Fathers Day

Sonata                    Christian Gottlob Neefe (1748-1798) [PIANO]

Fughetta on "O Morning Star, How Fair and Bright"      J. Christoph Bach (1671-1721)

Of course it is best for a child to be raised by both mother and father, but sadly it doesn’t always work out that way. Which was so for two particularly famous composers:

Both of Johann Sebastian Bach’s parents died when he was nine years old, so J. Sebastian and his older brother Johann Jacob went to live with his older brother Johann Christoph – then 23 years old and newly married (five children of their own soon followed). We know that J. Christoph "laid the foundation of Johann Sebastian’s keyboard technique." And we have one anecdote that suggests what a handful J. Sebastian must have been as a student: J. Christoph owned a book containing music by eminent composers of the day, but refused to let J. Sebastian to have access to it, keeping it in a locked book case with a latticed front. However, J. Sebastian’s hands being small he was able to reach through, roll it up and sneak it out, and not daring to light a candle he could only copy it on moonlit nights, taking some six months. The older brother promptly found it and confiscated it.
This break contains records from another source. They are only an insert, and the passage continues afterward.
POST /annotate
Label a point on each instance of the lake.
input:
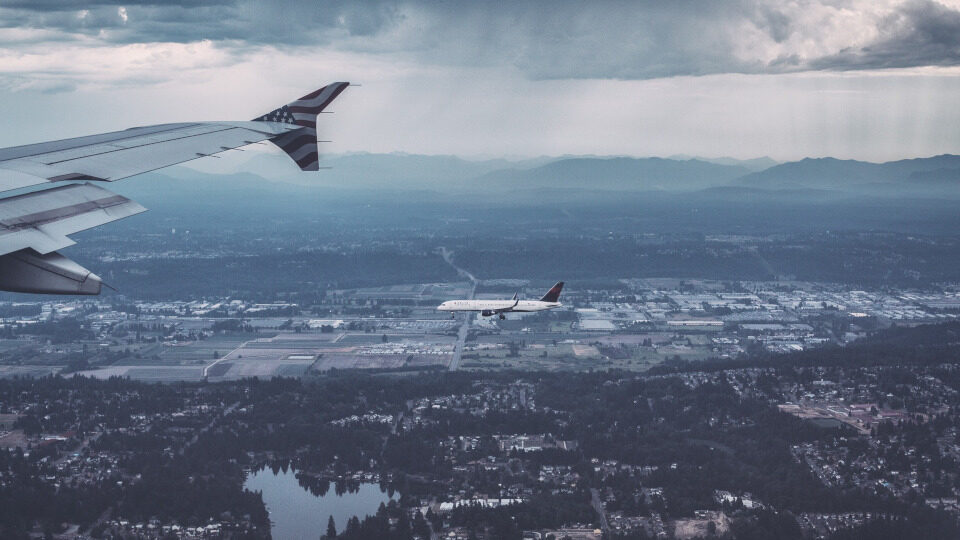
(296, 513)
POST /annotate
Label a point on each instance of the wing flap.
(139, 152)
(42, 220)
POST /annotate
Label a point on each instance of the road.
(598, 506)
(468, 318)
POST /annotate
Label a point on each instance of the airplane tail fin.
(553, 294)
(301, 144)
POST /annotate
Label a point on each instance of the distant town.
(639, 325)
(596, 420)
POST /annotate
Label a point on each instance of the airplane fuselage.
(497, 306)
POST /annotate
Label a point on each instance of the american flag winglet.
(301, 144)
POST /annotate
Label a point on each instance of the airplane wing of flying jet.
(34, 225)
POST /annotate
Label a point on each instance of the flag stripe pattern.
(301, 144)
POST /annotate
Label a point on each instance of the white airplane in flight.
(35, 225)
(488, 308)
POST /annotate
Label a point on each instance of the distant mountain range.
(922, 177)
(831, 173)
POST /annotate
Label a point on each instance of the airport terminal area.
(639, 324)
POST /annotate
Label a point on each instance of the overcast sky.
(865, 79)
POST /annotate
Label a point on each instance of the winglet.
(301, 144)
(553, 294)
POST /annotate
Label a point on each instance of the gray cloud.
(613, 39)
(918, 33)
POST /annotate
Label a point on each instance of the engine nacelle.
(52, 273)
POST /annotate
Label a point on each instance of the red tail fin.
(553, 294)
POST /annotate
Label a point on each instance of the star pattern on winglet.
(278, 115)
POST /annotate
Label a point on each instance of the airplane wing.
(34, 225)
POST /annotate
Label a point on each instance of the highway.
(468, 317)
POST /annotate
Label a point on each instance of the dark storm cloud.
(541, 39)
(918, 33)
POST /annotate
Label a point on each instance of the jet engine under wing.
(42, 220)
(33, 225)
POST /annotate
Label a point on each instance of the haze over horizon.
(864, 80)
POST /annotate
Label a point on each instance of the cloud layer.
(540, 39)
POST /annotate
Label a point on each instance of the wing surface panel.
(42, 220)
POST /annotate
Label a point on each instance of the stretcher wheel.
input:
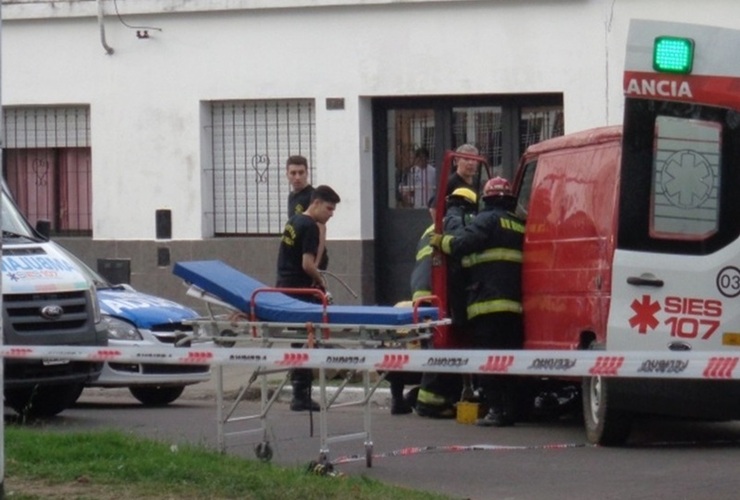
(263, 451)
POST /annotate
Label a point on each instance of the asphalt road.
(664, 459)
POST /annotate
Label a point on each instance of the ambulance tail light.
(673, 55)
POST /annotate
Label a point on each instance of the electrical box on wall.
(116, 271)
(163, 220)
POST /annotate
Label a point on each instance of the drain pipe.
(108, 48)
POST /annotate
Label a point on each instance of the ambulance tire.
(605, 426)
(42, 401)
(156, 395)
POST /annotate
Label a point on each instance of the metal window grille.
(47, 164)
(538, 124)
(482, 127)
(250, 142)
(408, 131)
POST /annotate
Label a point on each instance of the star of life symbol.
(645, 311)
(687, 179)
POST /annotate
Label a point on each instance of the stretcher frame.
(238, 328)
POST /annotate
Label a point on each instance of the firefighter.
(440, 391)
(421, 286)
(490, 248)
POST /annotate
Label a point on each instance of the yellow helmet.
(467, 194)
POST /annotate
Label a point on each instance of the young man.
(297, 267)
(466, 170)
(420, 181)
(296, 170)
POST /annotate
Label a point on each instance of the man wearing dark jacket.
(439, 392)
(490, 248)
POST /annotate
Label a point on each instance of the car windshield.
(100, 282)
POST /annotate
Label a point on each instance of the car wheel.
(157, 395)
(605, 426)
(42, 401)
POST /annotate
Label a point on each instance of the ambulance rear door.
(676, 273)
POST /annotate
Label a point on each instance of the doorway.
(411, 136)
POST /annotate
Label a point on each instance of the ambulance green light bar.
(673, 55)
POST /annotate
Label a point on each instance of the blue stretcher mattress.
(236, 288)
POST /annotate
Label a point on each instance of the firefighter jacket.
(421, 276)
(490, 248)
(455, 220)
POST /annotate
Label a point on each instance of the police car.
(137, 319)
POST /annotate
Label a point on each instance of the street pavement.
(532, 460)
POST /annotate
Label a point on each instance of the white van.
(47, 300)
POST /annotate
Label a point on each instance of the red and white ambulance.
(632, 232)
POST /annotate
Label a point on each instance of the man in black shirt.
(296, 170)
(297, 267)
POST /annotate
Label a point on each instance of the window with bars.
(47, 164)
(412, 157)
(250, 143)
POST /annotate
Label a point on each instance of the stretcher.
(240, 310)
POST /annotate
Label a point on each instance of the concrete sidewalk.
(234, 377)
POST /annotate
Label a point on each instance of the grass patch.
(114, 465)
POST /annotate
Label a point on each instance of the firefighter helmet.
(465, 194)
(497, 186)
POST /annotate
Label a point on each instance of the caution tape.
(418, 450)
(552, 363)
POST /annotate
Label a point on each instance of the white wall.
(146, 98)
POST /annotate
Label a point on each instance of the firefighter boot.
(301, 381)
(399, 406)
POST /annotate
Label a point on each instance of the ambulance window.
(686, 178)
(525, 190)
(680, 181)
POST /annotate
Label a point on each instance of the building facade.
(152, 131)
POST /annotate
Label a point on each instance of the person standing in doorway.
(466, 170)
(420, 181)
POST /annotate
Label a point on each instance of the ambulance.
(631, 239)
(46, 300)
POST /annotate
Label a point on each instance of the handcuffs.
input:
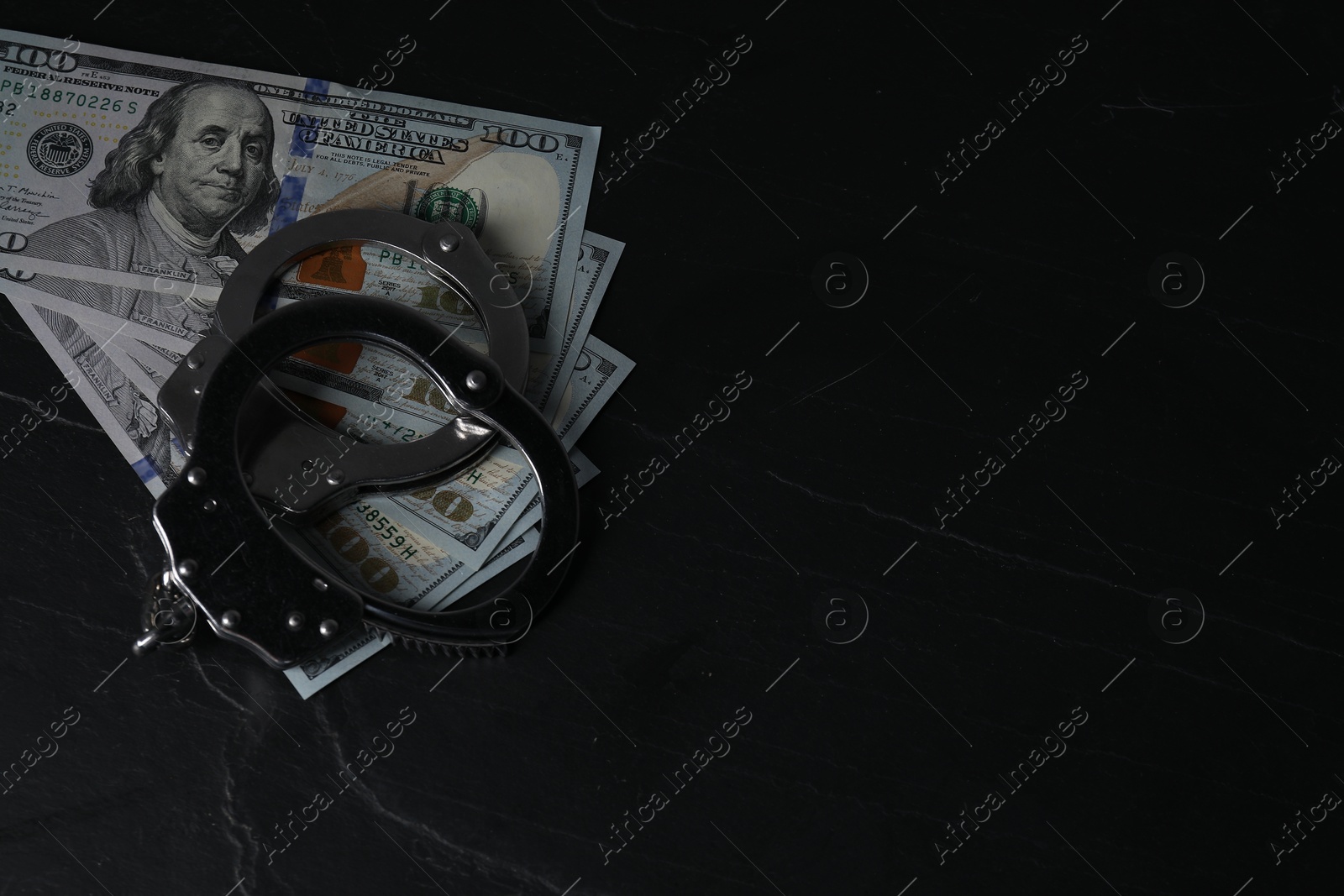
(242, 438)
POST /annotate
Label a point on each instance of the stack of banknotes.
(131, 186)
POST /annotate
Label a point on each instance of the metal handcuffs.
(242, 438)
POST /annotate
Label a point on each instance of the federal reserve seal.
(449, 203)
(60, 149)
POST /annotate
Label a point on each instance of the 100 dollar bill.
(242, 154)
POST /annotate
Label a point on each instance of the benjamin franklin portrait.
(167, 204)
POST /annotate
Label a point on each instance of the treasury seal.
(60, 149)
(449, 203)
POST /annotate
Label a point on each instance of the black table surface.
(1109, 665)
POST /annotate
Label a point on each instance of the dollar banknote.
(367, 372)
(523, 532)
(140, 183)
(371, 557)
(597, 375)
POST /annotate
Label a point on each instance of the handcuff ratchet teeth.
(242, 437)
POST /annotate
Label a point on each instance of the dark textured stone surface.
(692, 602)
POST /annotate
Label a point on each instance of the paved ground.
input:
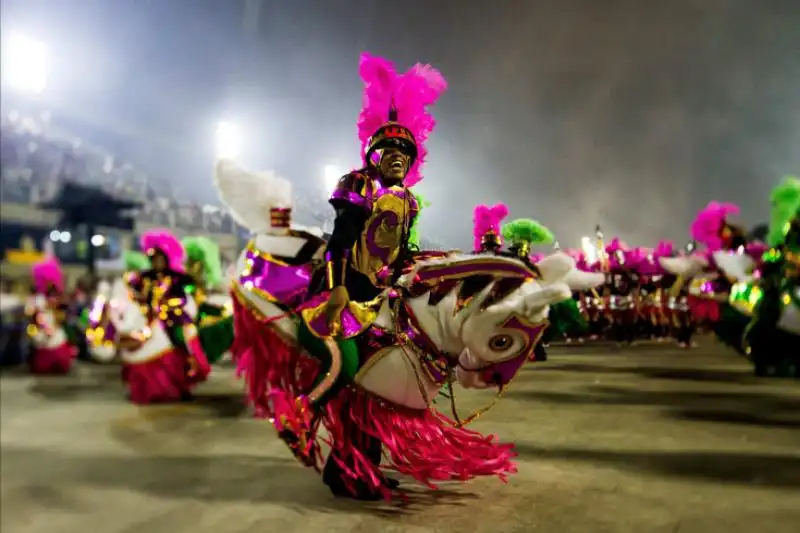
(646, 440)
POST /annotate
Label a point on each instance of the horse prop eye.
(500, 343)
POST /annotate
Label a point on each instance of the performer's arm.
(352, 204)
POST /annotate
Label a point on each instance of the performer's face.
(394, 164)
(158, 261)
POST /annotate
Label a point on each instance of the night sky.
(630, 114)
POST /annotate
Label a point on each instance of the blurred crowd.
(37, 157)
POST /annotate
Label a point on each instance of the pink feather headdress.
(664, 249)
(708, 224)
(487, 219)
(409, 94)
(615, 245)
(166, 243)
(47, 272)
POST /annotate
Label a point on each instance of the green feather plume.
(205, 251)
(135, 261)
(785, 200)
(413, 234)
(526, 230)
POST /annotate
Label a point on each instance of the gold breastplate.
(379, 244)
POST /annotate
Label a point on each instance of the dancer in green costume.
(214, 320)
(774, 331)
(565, 317)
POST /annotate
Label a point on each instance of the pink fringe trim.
(53, 361)
(703, 310)
(424, 445)
(161, 380)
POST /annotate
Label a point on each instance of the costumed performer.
(52, 351)
(214, 319)
(773, 335)
(367, 251)
(171, 374)
(101, 333)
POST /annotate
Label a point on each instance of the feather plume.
(250, 196)
(527, 230)
(46, 273)
(411, 93)
(206, 251)
(487, 219)
(165, 242)
(785, 199)
(708, 224)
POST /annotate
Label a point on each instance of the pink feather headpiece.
(165, 242)
(486, 220)
(708, 224)
(47, 272)
(664, 249)
(408, 94)
(615, 245)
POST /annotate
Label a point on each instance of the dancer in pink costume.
(362, 353)
(721, 240)
(160, 350)
(52, 352)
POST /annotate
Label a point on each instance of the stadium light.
(228, 140)
(331, 175)
(24, 64)
(589, 249)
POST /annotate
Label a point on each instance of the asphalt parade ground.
(648, 439)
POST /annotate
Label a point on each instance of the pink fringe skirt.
(53, 361)
(422, 444)
(161, 380)
(703, 310)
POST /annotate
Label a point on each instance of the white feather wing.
(249, 196)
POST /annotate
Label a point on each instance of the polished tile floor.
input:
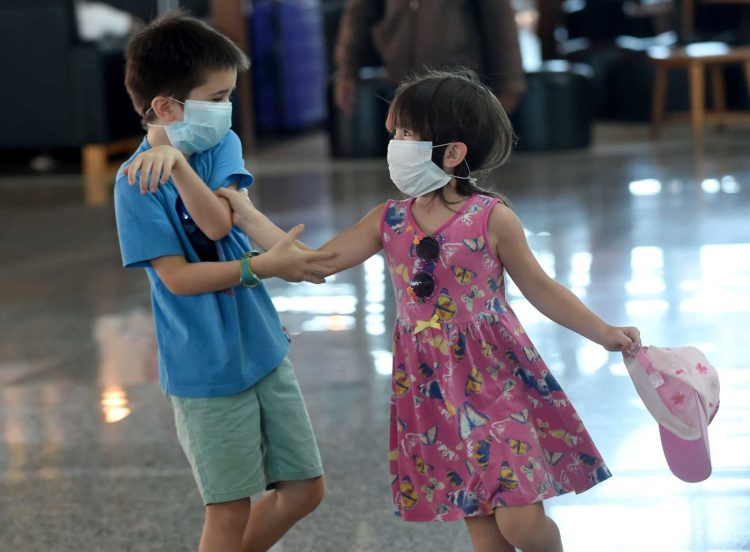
(655, 234)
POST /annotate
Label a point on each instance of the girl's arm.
(285, 260)
(549, 297)
(356, 244)
(350, 248)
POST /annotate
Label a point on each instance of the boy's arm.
(261, 230)
(356, 244)
(284, 260)
(350, 248)
(156, 165)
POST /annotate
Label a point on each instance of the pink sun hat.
(680, 388)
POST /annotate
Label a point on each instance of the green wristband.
(248, 278)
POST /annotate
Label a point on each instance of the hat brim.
(688, 460)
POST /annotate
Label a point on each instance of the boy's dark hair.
(454, 106)
(173, 55)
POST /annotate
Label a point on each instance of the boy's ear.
(165, 108)
(455, 154)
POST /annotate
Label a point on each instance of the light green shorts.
(240, 445)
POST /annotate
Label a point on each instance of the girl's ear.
(164, 109)
(454, 154)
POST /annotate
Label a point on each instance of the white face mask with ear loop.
(203, 126)
(412, 170)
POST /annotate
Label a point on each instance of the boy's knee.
(521, 526)
(231, 516)
(302, 497)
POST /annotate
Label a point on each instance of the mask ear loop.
(152, 107)
(470, 178)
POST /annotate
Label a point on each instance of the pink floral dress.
(477, 419)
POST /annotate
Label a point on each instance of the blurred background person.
(411, 34)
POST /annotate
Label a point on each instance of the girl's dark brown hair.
(173, 55)
(454, 106)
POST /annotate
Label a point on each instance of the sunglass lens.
(428, 249)
(423, 284)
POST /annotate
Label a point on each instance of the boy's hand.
(155, 165)
(287, 261)
(240, 202)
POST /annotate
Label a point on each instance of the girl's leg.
(528, 528)
(485, 535)
(274, 514)
(224, 525)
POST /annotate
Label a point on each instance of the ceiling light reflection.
(332, 323)
(711, 186)
(114, 404)
(729, 185)
(645, 187)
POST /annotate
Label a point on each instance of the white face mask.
(412, 170)
(203, 126)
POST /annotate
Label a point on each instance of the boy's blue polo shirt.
(213, 343)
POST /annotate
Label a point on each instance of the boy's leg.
(486, 536)
(292, 460)
(224, 525)
(221, 438)
(529, 528)
(274, 514)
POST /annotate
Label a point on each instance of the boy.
(240, 418)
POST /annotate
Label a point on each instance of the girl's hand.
(155, 165)
(287, 261)
(626, 339)
(240, 202)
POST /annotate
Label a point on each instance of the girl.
(480, 429)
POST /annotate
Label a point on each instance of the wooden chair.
(698, 59)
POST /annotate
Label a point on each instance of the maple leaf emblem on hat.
(677, 398)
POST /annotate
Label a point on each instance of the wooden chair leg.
(658, 100)
(95, 159)
(98, 171)
(718, 91)
(697, 99)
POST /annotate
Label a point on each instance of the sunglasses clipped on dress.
(422, 284)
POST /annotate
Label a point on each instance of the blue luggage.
(288, 64)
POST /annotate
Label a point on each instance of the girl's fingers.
(133, 170)
(155, 175)
(145, 175)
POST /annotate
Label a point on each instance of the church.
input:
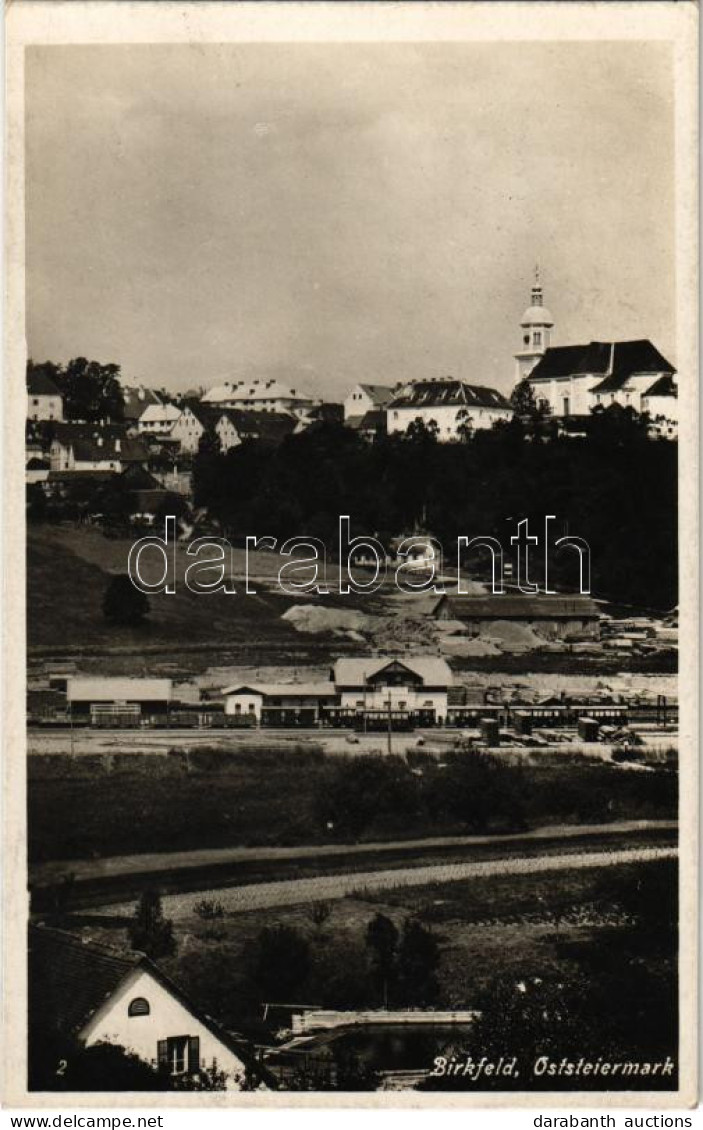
(573, 381)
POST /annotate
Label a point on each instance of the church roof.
(615, 362)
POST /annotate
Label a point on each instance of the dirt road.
(328, 887)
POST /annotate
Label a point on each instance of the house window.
(138, 1007)
(179, 1054)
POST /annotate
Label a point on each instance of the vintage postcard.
(350, 515)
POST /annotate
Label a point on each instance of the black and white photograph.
(355, 738)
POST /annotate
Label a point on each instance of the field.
(609, 926)
(68, 571)
(130, 803)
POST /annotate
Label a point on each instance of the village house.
(137, 398)
(158, 419)
(554, 617)
(235, 425)
(367, 398)
(94, 993)
(94, 448)
(269, 396)
(95, 697)
(44, 401)
(189, 428)
(378, 689)
(452, 406)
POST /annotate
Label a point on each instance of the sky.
(329, 214)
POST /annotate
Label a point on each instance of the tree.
(124, 605)
(148, 930)
(281, 962)
(418, 957)
(382, 940)
(90, 391)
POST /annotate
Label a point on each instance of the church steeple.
(537, 324)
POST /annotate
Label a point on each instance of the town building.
(234, 426)
(378, 690)
(574, 381)
(94, 993)
(44, 401)
(454, 407)
(367, 398)
(94, 448)
(158, 419)
(266, 396)
(554, 617)
(536, 324)
(103, 697)
(189, 428)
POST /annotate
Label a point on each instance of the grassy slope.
(67, 574)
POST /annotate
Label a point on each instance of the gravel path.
(292, 892)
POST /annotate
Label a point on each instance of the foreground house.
(555, 617)
(44, 401)
(454, 407)
(98, 994)
(381, 690)
(94, 448)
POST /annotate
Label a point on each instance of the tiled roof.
(506, 607)
(354, 672)
(615, 361)
(665, 387)
(380, 393)
(40, 384)
(283, 689)
(448, 392)
(370, 422)
(70, 980)
(268, 427)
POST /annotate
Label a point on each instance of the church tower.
(537, 324)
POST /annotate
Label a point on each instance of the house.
(383, 686)
(367, 398)
(158, 419)
(94, 448)
(234, 426)
(44, 401)
(660, 402)
(383, 690)
(36, 470)
(269, 396)
(280, 703)
(98, 697)
(189, 428)
(95, 993)
(453, 406)
(371, 425)
(555, 617)
(324, 413)
(136, 400)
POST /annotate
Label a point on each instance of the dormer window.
(139, 1007)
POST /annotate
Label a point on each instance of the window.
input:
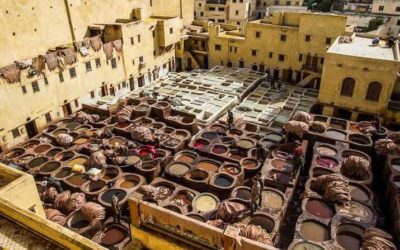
(348, 85)
(98, 63)
(374, 91)
(48, 117)
(88, 66)
(328, 40)
(15, 133)
(35, 87)
(61, 76)
(113, 63)
(72, 72)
But J. Sebastian’s school records tell their own story: before his parent’s death J. Sebastian was a troublesome student in school with terrible grades and constantly in the principal’s office. But after moving in with his older brother and his new wife Dorthea, J. Sebastian’s grades soared and he moved to the top of his class. And his musicianship thrived as well — after five years with his new family, Bach was ready for a music and academic scholarship at St. Michael’s Convent school at Lüneburg, first in the boy’s choir, and after his voice changed as a violinist in their orchestra. In other words, Bach’s career was launched. Later, J. Sebastian wrote a piece dedicated to J. Christoph, whom we know copied out some of his younger brother’s music for his own library.

Ludwig Beethoven’s father Johann was abusive and a flaming alcoholic. (Upon Johann’s death, the magistrate remarked "The revenues from the liquor excise [tax] have suffered a loss in the death of [Johann] Beethoven.") Seeing Ludwig as the next lucrative child prodigy since Mozart, he subjected Ludwig to a study regimen that was harsh and intensive, often reducing him to tears. And one of the teachers his father selected was an insomniac, so Ludwig was often dragged from his bed in the middle of the night for lessons. Johann also presented Ludwig as being younger than he really was to promote the ’child prodigy’ story (it didn’t work). When Ludwig was 17 his mother died, which only made his father’s alcoholism worse. When Johann's drinking got so bad he could no longer perform his musical duties, Ludwig intervened with his employer to take over his father’s job to keep food on the table for himself and his two younger brothers.

But at aged nine Ludwig had a new teacher: Christian Gottlob Neefe (1748-1798), the court’s organist. Neefe became Ludwig’s principal piano and composition teacher for some eight years. By the time Ludwig was 13 Neefe had helped him write and publish his first published composition. At age 11 Beethoven began working with Neefe as assistant organist, at first unpaid, and then age 14 as a paid employee of the court chapel. When Beethoven was 23, Ludwig wrote to his former teacher, “I thank you for the counsel which you gave me so often … Should I ever become a great man, you too will have a share in my success." Neefe died when Beethoven was 28 — too young to really see his pupil’s ultimate success.

Neither J. Christoph Bach nor Christian Neefe could have had any idea who the nine year old boy standing before them would become. So as we remember fathers today, I think it is also worth remembering men who saw a child in trouble, and stepped in in a decisive way to help them on their way to adulthood. A man did that for me.